Exploiting Computational Linguistics and Software-Defined Networking to enhance Corpus-Based Curriculum Design: a network analysis approach
Annotatsiya
Knowledge from computational linguistics and digital pedagogy suggests that curricular models lose contextual alignment over dynamic learning environments, but the mechanisms underlying the co-evolution of linguistic structures and instructional frameworks are not completely understood. Drawing on the literature of network analysis, software-defined architectures, and corpus-driven education, this paper constructs and verifies the multi-layered SEM model of language node interaction–semantic clustering–pedagogical adaptation, with curricular modules as the objects. A conceptual mapping framework is presented to elaborate the distinct qualities of communication flows occurring in learner-data, teacher-content, and platform-mediated interactions and to analyze their emergent properties based on network topologies and corpus annotation experiences.
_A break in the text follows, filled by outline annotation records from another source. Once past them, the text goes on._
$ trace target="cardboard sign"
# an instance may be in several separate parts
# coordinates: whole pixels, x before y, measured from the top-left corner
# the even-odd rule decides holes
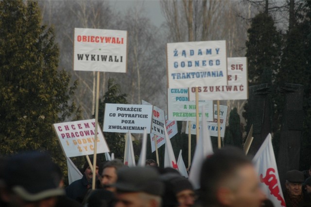
[[[196,121],[195,101],[188,101],[188,88],[168,88],[168,119],[169,120]],[[199,108],[205,106],[205,116],[207,121],[213,121],[213,101],[199,102]],[[199,120],[202,113],[199,113]]]
[[[127,32],[75,28],[73,70],[126,72]]]
[[[152,112],[152,105],[106,104],[104,131],[150,133]]]
[[[198,87],[199,100],[234,100],[248,99],[247,58],[228,58],[228,85],[219,84]],[[195,87],[190,89],[189,98],[195,100]]]
[[[219,106],[220,113],[220,137],[225,137],[225,123],[227,121],[227,113],[228,112],[228,106],[220,105]],[[214,121],[207,122],[207,129],[209,135],[213,137],[218,137],[218,125],[217,123],[217,105],[215,105]],[[186,128],[186,134],[189,134],[189,122],[187,122]],[[202,126],[202,122],[199,123],[199,127]],[[196,135],[196,123],[195,122],[191,123],[191,134]]]
[[[227,85],[225,40],[167,43],[169,87]]]
[[[166,131],[169,135],[170,138],[171,138],[177,132],[178,132],[177,127],[177,121],[165,121],[166,125]],[[156,151],[156,144],[155,144],[155,140],[154,139],[155,135],[154,134],[150,134],[150,141],[151,143],[151,152],[154,152]],[[158,149],[162,145],[165,143],[165,139],[164,136],[160,137],[156,135],[156,146]]]
[[[54,123],[53,126],[66,157],[94,154],[95,119]],[[108,152],[101,127],[97,127],[97,153]]]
The results show that semantic coherence metrics have a significantly positive effect on learner engagement, which in turn significantly promotes the curriculum adaptability, but infrastructure-level parameters do not significantly affect the linguistic diversity. The structural equation modeling analysis reveals that the higher the modularity of interaction nodes, the more significant the effect of content synchronization on learning continuity and the more prominent the influence of dynamic routing on the instructional relevance. Furthermore, it may also support practical guidance regarding when and how various forms of network-informed encounters could be incorporated into competency-based learning pathways. Finally, the authors discussed the implications of the research results for curriculum engineering and education technology deployment.